The middle stretch of Market Street in San Francisco has befuddled mayors, investors and entrepreneurs for decades. Studded with check-cashing joints, strip clubs and dollar stores, the seven-block strip known as the Mid-Market had resisted cleanup efforts and resolutely remained the same: a seedy place to visit day or night. Even the area’s community groups said they were fearful.
Mid-Market is home to some of the highest vacancy rates in the city for office or retail, despite its proximity to City Hall, which is a few blocks away.
So it seemed implausible that a young company, heralded as one of the technology industry’s next big things, would want to make its headquarters in Mid-Market. But in April 2011, that young company, Twitter, dispelled rumours that it was leaving San Francisco for a nearby city suburb and instead announced it was relocating to Mid-Market. In June 2012, it moved in.
Twitter leased space from Shorenstein Properties, a real estate firm based in San Francisco, known for its blue-chip office towers in the Financial District here. Shorenstein bought an 11-storey building in 2011 fronting Mid-Market that had been vacant for five years. For them, it made sense to buy the undervalued Art Deco landmark built in 1937, which had some of the most spacious floor plans in the city at a time when office space was tight. Twitter signed a lease until 2021 for 295,000 square feet in the building and could expand that as its work force grows. “In our gut, we believed if we changed it, they would come. We thought it would be a real catalyst for the neighbourhood,” said Charles W Malet, chief investment officer for Shorenstein Properties.

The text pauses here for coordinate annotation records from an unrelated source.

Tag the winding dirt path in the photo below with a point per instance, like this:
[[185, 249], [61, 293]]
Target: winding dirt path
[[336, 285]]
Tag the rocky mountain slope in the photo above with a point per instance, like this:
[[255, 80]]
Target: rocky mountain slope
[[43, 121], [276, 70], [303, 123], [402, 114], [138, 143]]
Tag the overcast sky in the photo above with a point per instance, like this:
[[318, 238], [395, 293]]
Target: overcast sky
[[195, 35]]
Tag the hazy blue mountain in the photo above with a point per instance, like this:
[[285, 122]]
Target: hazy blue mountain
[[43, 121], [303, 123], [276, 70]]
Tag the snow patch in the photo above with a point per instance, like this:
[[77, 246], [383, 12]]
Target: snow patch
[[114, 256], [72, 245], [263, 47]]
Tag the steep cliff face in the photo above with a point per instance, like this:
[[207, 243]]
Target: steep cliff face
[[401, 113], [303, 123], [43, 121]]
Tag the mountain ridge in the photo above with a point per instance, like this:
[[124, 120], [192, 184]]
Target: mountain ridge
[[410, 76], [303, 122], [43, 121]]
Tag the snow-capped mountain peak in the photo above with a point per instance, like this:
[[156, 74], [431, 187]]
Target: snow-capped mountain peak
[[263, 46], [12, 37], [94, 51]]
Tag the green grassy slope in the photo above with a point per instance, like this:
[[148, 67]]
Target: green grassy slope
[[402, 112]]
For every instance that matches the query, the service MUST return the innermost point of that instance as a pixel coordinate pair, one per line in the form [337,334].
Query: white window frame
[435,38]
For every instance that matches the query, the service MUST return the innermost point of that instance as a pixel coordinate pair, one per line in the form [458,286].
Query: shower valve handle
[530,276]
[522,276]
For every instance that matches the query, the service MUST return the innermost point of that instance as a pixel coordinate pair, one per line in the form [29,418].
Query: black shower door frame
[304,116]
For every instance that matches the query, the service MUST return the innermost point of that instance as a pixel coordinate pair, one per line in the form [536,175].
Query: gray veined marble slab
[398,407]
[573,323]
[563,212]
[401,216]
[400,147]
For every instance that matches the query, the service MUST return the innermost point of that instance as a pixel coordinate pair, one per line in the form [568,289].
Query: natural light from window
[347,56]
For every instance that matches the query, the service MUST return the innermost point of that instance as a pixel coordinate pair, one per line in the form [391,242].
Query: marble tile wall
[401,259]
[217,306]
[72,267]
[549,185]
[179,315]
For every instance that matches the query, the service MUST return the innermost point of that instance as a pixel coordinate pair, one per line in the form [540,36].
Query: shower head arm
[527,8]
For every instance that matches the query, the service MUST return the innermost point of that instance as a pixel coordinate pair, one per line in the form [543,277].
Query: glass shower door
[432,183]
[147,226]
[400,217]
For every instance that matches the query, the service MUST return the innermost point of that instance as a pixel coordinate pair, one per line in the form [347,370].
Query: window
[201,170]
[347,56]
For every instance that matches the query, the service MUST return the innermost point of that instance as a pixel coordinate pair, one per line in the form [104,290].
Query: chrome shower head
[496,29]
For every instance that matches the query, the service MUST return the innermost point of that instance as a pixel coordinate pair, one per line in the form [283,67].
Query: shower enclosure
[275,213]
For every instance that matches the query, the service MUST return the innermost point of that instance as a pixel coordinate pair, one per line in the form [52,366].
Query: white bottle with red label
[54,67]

Now 15 other companies, like Spotify, Square and Yammer, emboldened by Twitter’s move and a city tax incentive that largely exempts them from city payroll taxes if they relocate to the Mid-Market, have committed to take 1.3 million square feet in the area, which the city has renamed Central Market. Apartment towers with 5,500 units are in the works, and arts groups, chefs, retailers and even a venture capital firm have taken up residence.